Nov. 11 - Thankful for friends and women at church who have reminded me that Joshua is NEVER alone.  Even when I feel guilty for skipping a day, not visiting my son...even on days when I wish I could be at the hospital more hours than I already am...or even on days when I'm at the hospital, but not able to hold Joshua - Joshua is NOT abandoned.  Even when his nurse is brand new and we are frustrated that there is no familiar face in the room.  Jesus is in the room, shining His light on Joshua.  God is making His presence known to Joshua, holding my little boy in His all-powerful, yet gentle and loving arms.  I will rest in this.

Here's a cute note from a Daddy's friend's mom - written from you:
Dear Mom and Dad, I know you love me lots. I can tell by the way you talk to me and the way you pray for me. When I get really sick, my Heavenly Father puts his arms around me and tells me, "Josh, I am here, and it's going to be OK."     

Nov. 12 - Thankful for the piano, for the 9 years of lessons that I took from 3-12th grade, thankful we have a piano in our house now.  I'm thankful Joe said he would clean everything up from dinner if I would just sit and play...deal!  Thankful for hymns, praise music, Mozart, Chopin, and Rachmaninoff that help me pound out my feelings on the black and white keys.  I'm thankful that Abby is showing interest and starting to learn some songs too.

Nov. 13 - Thankful that the call we received at 1:30 am was not a rush-to-the-hospital kind of call.

Nov. 14 - Thankful for meals provided to us these past few months.  For gift cards, gas cards, people who have cleaned our house, folded laundry, or mowed our lawn so we can spend more time together as a family without worrying about these things.

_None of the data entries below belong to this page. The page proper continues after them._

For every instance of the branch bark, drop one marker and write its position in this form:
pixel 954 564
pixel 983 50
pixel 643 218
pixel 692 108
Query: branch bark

Nov. 15 - Well no more planks for a while, but I am thankful to have my hernia surgery over with.  Even though I'd never had general anesthesia before and was a little nervous about that, I thankful I have such a brave son.  If he can do it, I surely could do it!

Nov. 16 - Thankful for my husband - for how me cares for me and loves me and walks with me through the good times and bad.  Thankful for date nights when kids are at Grandma and Grandpa's house too!

Nov. 17 - Thankful for poop!  Thankful when body parts and systems are working as they were created to.  Our Creator knit us together amazingly complex!  If one system is not functioning properly others suffer.  I've learned more about anatomy and physiology than I care to know, but in it all I see a creative, powerful and loving God who has given humans the capacity to figure out how these systems work and how to help a baby as sick as Joshua have a chance at life.

Nov. 18 -

1 comment:

  1. Sarah, on behalf of all your friends, thank you for sharing your journey with Joshua. You and Joshua have more prayer warriors than you can name.